Following on from some recent posts on walking, I thought I’d link to another interesting article. This time from Eduardo Ares at Polis.
The metrominuto map above shows the distance and time it takes to walk across the city of Pontevedra in northwest Spain. Rendered in the style of the ubiquitous London Tube Map, metrominuto is the local council’s way of turning their small city into a navigable, hospitable and walkable terrain. Together with the map, Pontevedra have taken a number of other steps to make the city pedestrian-friendly. As Ares says:
Instead of razing old buildings and constructing bigger roads, the city council began taking proactive measures to reduce traffic. They widened sidewalks, established a free bike-lending service, installed speed bumps and set a speed limit of 30 kilometers per hour throughout the city. They even banned motorized transport in sections of Pontevedra. Walking zones now extend from the historic center to streets and squares in newer neighborhoods.

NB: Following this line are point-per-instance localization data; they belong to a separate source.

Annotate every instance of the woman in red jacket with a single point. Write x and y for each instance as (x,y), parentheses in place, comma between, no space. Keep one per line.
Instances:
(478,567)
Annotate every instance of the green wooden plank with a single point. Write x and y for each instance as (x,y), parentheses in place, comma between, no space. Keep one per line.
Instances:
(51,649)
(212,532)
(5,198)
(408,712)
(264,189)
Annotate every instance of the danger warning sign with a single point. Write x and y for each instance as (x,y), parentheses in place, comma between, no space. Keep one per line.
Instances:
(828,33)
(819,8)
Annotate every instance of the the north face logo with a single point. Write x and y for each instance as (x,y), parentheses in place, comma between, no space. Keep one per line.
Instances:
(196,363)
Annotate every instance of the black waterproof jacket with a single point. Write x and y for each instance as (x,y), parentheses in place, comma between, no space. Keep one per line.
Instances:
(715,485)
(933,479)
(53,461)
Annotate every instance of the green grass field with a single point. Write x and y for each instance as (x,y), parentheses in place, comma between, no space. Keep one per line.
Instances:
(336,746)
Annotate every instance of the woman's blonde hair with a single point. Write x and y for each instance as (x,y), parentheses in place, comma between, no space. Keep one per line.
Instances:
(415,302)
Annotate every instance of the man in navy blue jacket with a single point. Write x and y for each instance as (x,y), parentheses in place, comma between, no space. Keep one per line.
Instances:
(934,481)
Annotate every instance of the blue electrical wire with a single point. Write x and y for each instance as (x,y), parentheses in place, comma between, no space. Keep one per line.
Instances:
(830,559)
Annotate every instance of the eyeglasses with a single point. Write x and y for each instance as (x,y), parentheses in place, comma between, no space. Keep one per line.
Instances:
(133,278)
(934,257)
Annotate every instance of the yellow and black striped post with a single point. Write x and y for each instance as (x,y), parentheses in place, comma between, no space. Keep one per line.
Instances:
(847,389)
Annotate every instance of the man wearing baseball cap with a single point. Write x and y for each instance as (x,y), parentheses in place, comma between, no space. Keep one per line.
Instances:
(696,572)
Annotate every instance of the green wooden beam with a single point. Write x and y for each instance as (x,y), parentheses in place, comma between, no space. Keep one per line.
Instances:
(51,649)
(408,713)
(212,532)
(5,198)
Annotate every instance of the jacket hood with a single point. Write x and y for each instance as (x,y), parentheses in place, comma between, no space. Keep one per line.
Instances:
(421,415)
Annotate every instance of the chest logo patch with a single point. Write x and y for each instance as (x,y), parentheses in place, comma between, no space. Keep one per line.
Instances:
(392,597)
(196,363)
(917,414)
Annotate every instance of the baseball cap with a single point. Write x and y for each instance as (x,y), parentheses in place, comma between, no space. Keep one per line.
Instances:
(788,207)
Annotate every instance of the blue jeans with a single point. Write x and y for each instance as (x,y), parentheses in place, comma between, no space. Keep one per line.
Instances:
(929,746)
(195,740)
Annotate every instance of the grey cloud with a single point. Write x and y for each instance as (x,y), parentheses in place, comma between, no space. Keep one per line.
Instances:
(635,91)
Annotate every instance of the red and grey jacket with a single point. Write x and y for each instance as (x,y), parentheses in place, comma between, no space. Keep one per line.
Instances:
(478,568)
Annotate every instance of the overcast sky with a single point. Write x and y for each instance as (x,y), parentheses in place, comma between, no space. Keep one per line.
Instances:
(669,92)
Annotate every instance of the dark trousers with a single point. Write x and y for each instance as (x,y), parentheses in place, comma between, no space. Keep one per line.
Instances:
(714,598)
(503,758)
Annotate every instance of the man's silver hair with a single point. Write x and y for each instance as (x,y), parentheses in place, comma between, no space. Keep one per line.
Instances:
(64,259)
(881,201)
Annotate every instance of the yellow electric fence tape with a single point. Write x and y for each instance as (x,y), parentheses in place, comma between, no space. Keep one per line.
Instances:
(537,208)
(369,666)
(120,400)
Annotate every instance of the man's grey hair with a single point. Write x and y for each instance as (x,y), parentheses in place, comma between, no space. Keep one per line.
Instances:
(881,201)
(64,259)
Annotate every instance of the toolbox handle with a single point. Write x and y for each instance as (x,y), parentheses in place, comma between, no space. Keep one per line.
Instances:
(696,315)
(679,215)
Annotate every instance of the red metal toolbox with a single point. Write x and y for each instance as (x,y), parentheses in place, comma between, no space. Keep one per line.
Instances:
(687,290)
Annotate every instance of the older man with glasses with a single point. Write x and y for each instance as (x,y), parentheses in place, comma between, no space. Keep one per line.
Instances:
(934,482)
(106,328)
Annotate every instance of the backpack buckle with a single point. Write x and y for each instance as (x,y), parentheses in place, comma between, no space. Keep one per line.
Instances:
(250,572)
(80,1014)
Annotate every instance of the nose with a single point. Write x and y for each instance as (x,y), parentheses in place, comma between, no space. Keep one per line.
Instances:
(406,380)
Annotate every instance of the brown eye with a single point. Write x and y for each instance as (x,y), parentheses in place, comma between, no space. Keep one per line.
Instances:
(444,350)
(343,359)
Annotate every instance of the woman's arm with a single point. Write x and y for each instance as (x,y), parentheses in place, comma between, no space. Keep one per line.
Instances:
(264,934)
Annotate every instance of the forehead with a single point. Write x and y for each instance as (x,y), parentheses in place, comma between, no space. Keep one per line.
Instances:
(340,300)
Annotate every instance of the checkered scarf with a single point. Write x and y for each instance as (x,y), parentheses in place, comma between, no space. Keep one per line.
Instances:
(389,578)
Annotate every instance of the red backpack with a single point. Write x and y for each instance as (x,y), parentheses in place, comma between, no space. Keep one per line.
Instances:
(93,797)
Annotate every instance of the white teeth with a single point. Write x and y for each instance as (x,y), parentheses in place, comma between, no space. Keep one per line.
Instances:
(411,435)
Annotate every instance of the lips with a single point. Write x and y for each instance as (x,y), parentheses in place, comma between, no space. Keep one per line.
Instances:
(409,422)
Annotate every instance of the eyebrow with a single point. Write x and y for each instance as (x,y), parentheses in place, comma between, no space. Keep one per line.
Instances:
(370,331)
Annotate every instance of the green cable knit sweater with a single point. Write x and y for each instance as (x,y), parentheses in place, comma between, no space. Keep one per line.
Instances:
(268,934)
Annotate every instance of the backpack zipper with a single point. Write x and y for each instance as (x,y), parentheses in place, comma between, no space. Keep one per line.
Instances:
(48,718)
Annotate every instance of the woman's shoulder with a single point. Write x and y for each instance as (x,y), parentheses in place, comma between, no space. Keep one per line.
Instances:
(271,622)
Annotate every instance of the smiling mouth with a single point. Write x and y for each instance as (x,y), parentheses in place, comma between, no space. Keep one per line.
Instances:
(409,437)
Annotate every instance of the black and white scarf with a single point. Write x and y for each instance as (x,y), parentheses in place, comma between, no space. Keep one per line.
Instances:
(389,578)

By all accounts these moves are hardly revolutionary. Over the last 15-20 years western cities of all sizes have shunned the automobile in their centres. Large swathes of central Manchester were pedestrianized in the 1980s, with a tram line returning to the city in 1992. Market Street and Piccadilly Gardens in particular have seen sweeping re-developments over the years, attesting to the fact that such moves have been the norm rather than the exception in local urban policy. Chorlton and Wythenshawe likewise saw pedestrianized shopping areas (or ‘precincts’) spring up even earlier in the late 1960s and early 1970s, and Coventry has also had a rather contentious precinct for a similar length of time (see Hubbard and Lilley’s [2004] paper: subscription only). In each the local population is of varying size and demographic. Chorlton is now a sprawling South Manchester suburb, but with arguably a young, white and middle-class core. Wythenshawe lies a little further south and is one of Manchester’s poorest areas. Coventry is a small Midlands city with a large second- and third-generation Caribbean, Indian and Pakistani community. The modernist ideals of a pedestrian shopping core seemingly implanted irrespective of such factors.


So what makes this a particularly noteworthy civic project? Are comparisons to this specific brand of UK post-war urban regeneration profitable? I think the difference lies within how Pontevedra has foregrounded the metrominuto map itself. It gives us an insight into how this project has come to fruition. Manchester does admittedly have a number of sited pedestrian maps, but none make prominent the A-to-B nature of walking like the Pontevedra example. In the same way as mass transit authorities around the world have used Harry Beck’s famous Tube Map design to enhance the utility of fixed rail/track travel, so the city officials have imported these characteristics into a utilitarian walking map. This is where Pontevedra differs to the modern urbanism of Chorlton, Wythenshawe and Coventry. The design speaks for itself. Straight lines are everywhere. Walkers are encouraged to follow the quickest and most direct route. Only the kilometre long riverside walk to the train station is gifted a meandering depiction, complete with lush fields, rounded trees and sky blue water. All routes have unambiguous figures relating to time and distance. 7 minutes to the hospital. 4 minutes to the car park. Perhaps this is why Pontevedra has won an award from Intermodes for what they call ‘the first pedestrian network in Europe’. This isn’t about a distinct shopping area or indeed a single street or junction, but a facilitative network designed to feed into the existing transport system. In this sense, Pontevedra has remarkably different aims: to conceive of the act of walking as a utility.
If I am to continue to make connections back to the city of Manchester then the pedestrianization of the Deansgate/Cathedral area perhaps also draws on this bi-pedal inter-connectivity, serving to re-connect the city of Salford with Manchester; a much-maligned area that has nonetheless been trumpeted as an ‘important gateway’ into the city. Terms like ‘touching’, ‘bridging’ and ‘linking’ have all been deployed to characterise this development. Although for many years this has been a vehicular gateway enabling automobile commuters from North Manchester to enter the city rather than anything else. This kind of pedestrianization has more in common with Pontevedra than even the city’s own interpretations over the last 30 years. Salford’s car parks (cheaper than Manchester’s!) should get an ever greater boost as office workers leave their cars on one side of the river and walk over. Its conception is part of a wider transport integration project rather than any narrow consumer boost. The opening of new coffee shops, bars and restaurants is a necessary dimension but not the driving force. Pontevedra, though, seem to have got there first.